As the system sensitivity was found to be substantially reduced to one fourth using the 50 % sparse configuration, it is necessary to review why the obtained dPET images still achieved equivalent image quality without interfering with lesion detection when compared to the full-ring dPET. In our view, there are at least two reasons: (1) We believe, for image quality, it is more important to obtain high-quality counts than more lower-quality counts with higher uncertainty. NEMA sensitivity measures only a system’s ability to convert photons to raw counts (quantity) and does not take into account the quality of counts. Sensitivity reduction leads to less count quantity instead of quality. For the dPET system, the 1-to-1 coupling design without anger logic decoding provides more accurate annihilation localization of counts, and the substantially improved timing resolution (322 ps) enables a high TOF gain, both improves the quality of counts. (2) The current local SOC [18F]FDG dose administration (481 MBq) is relative high. Our findings based on separate studies demonstrate that a 60–70 % reduction of the dose still leads to good image quality of dPET without compromising lesion detectability. The observations are consistent and relatively equivalent to the reduction of sensitivity resulting from a sparse-ring configuration.

By that analogy, if we double the axial FOV by moving half of the detectors in such sparse configuration and extending them to z-axis along the bore (assume other conditions stay the same and with no impact of solid angles), system sensitivity and NECR would be maintained and unchanged compared to the current full-ring dPET.

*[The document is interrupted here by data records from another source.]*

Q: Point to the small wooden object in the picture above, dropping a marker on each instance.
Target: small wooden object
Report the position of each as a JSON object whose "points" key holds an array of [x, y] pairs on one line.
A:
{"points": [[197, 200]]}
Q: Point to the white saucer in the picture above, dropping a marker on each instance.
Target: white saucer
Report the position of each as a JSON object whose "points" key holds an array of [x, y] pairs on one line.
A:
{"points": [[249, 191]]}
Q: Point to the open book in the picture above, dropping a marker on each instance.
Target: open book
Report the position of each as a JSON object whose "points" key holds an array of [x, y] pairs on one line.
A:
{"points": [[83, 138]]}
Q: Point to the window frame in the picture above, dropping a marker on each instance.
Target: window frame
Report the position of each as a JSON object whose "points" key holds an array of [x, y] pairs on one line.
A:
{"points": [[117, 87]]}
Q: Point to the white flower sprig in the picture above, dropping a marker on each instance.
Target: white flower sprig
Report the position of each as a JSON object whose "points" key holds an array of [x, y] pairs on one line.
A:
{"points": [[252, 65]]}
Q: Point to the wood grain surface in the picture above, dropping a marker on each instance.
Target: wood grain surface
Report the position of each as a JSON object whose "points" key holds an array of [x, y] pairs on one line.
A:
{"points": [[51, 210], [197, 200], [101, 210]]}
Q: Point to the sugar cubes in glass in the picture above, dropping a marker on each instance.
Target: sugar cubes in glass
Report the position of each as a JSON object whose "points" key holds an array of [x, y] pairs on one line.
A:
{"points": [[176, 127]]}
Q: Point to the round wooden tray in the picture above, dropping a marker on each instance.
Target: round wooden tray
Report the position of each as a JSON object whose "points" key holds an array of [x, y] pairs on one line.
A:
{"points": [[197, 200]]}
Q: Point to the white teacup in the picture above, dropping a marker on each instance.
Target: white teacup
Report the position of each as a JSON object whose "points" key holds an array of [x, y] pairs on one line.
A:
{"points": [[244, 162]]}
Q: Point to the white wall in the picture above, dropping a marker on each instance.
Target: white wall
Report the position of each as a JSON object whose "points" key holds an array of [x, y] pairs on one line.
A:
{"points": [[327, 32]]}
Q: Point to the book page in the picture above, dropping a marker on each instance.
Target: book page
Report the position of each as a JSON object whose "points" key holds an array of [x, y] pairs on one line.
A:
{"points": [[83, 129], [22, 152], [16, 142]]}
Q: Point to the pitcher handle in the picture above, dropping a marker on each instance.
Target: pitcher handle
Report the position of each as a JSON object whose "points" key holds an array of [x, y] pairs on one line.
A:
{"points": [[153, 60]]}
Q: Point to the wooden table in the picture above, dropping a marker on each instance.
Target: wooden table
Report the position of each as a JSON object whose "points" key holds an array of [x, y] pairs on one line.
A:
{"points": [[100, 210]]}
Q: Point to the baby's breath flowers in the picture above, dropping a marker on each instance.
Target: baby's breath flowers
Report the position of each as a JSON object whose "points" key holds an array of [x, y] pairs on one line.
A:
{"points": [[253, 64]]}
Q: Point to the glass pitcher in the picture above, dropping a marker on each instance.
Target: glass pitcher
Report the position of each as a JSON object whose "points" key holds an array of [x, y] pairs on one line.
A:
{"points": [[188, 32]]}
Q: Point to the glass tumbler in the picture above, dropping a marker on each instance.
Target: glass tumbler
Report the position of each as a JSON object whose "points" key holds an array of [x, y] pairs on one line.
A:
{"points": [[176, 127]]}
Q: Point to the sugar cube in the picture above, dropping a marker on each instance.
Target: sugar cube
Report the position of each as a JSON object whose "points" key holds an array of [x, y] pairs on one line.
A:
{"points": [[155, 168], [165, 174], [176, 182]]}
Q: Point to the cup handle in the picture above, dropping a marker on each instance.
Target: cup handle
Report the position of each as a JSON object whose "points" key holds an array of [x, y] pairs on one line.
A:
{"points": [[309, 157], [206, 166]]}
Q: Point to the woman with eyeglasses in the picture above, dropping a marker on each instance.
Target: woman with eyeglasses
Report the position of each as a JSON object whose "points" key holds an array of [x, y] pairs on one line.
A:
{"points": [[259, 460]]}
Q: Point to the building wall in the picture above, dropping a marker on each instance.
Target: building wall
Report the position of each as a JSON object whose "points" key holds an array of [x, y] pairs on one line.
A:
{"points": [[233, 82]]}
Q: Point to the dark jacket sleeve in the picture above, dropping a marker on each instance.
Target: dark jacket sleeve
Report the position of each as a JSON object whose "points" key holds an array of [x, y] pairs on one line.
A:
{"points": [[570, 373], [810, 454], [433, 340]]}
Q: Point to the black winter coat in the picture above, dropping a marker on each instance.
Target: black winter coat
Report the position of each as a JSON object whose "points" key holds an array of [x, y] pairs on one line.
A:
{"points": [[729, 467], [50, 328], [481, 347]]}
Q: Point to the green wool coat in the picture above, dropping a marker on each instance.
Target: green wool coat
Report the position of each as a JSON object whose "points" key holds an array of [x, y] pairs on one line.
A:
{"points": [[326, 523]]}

The solid-state DPC PET has high-quantum-efficiency photon detection capability which leaps the technology forward compared to conventional PMT PET. The pilot data indicate that the dPET system with its 322 ps timing resolution is very tolerable to compensate for gaps in DPC detector ring geometry, and the timing resolution does not deteriorate as illustrated. To overcome the high cost of expanding in the axial FOV, sparse detector configurations may be utilized for cost-efficiency while enabling expanded z-axis long-bore systems. Depending on the detector pattern used, a reduced number of solid state detectors (e.g., 50 % sparsity) is feasible without clinically relevant reduction in PET image quality or quantification.

Table 2 DPC detector configurations, measured PET list-mode data sizes, and estimated system TOF timing resolution, sensitivity, and NECR of the sparse-ring PET configurations compared to the full-ring PET

One of the study limitations is that we have not evaluated the feasibility of performing sparse-ring dPET using different PET tracers and isotopes.

Conclusion

We introduce the concept that sparse-ring PET configurations using DPC detectors are possible without degrading clinical image quality despite the lower count statistics. The potential clinical impact could either reduced costs of PET systems or improved axial coverage without higher equipment cost, both potentially disruptive advances.